Other animals remained on their normal chow, as a control group.
After four months, the scientists checked each mouse’s fitness by measuring how long it could run on a treadmill before exhaustion.
They then put a running wheel in each animal’s cage and let them jog at will for the next six weeks, which they did. On average, each mouse ran about 300 miles during that month and a half.
But they did not all gain the same level of fitness. The control group now ran for a much longer period of time on the treadmill before exhaustion; they were much fitter. But the animals with high blood sugar showed little improvement. Their aerobic fitness had barely budged.
Interestingly, their exercise resistance was the same, whether their blood sugar problems stemmed from poor diet or lack of insulin, and whether they were overweight or slimmer. If they had high blood sugar, they resisted the benefits of exercise.
To better understand why, the scientists next looked inside muscles. And conditions there were telling. The muscles of the control animals teemed with healthy, new muscle fibres and a network of new blood vessels ferrying extra oxygen and fuel to them.
But the muscle tissues of the animals with high blood sugar displayed mostly new deposits of collagen, a rigid substance that seems to have crowded out new blood vessels and prevented the muscles from adapting to the exercise and contributing to better fitness.
Finally, since rodents are not people, the scientists checked blood sugar levels and endurance in a group of 24 young adults.
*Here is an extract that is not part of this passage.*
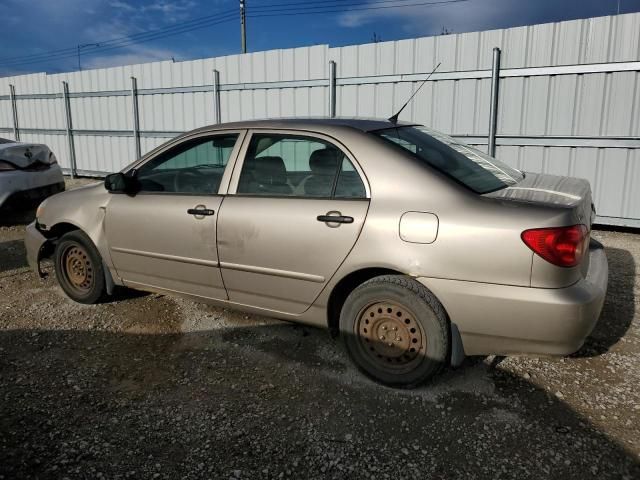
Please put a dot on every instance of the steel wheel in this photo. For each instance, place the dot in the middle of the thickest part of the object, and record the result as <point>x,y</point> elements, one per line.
<point>78,269</point>
<point>390,337</point>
None had diabetes, although some had blood-sugar levels that could be considered pre-diabetic.
During treadmill fitness testing, those volunteers with the worst blood-sugar control also had the lowest endurance, and when the scientists later microscopically examined their muscle tissues after the exercise, they found high activation of proteins that can inhibit improvements to aerobic fitness.
Taken as a whole, these results in mice and people suggest that “constantly bathing your tissues in sugar is just not a good idea” and could undercut any subsequent benefits from exercise, says Sarah Lessard, an assistant professor at the Joslin Diabetes Centre and Harvard Medical School, who oversaw the new study.
In practical terms, the findings suggest that, for those of us whose blood-sugar levels depend on our diets, we might want to “cut back on sugar” and the highly processed, fatty foods that also can raise blood sugar and blunt exercise effects, she says. (The control mice ate a high-carbohydrate chow, so carbohydrates, per se, are not necessarily the issue, she says; diet quality is.)
More fundamentally, the study intimates that “diet and exercise should be considered together” when we start thinking about how to improve our health, Lessard says.
They affect each other and they influence how each affects us more than we might expect, she says.
But perhaps most important, the study contains some encouraging data, Lessard points out.
The hyperglycaemic mice gained little endurance from their weeks of working out, but they were beginning to show early signs of better blood-sugar control, she says.
So, it might require time and gritty determination, but exercise eventually could help people with hyperglycaemia to stabilise their blood sugar, she says, and then start feeling their fitness rise.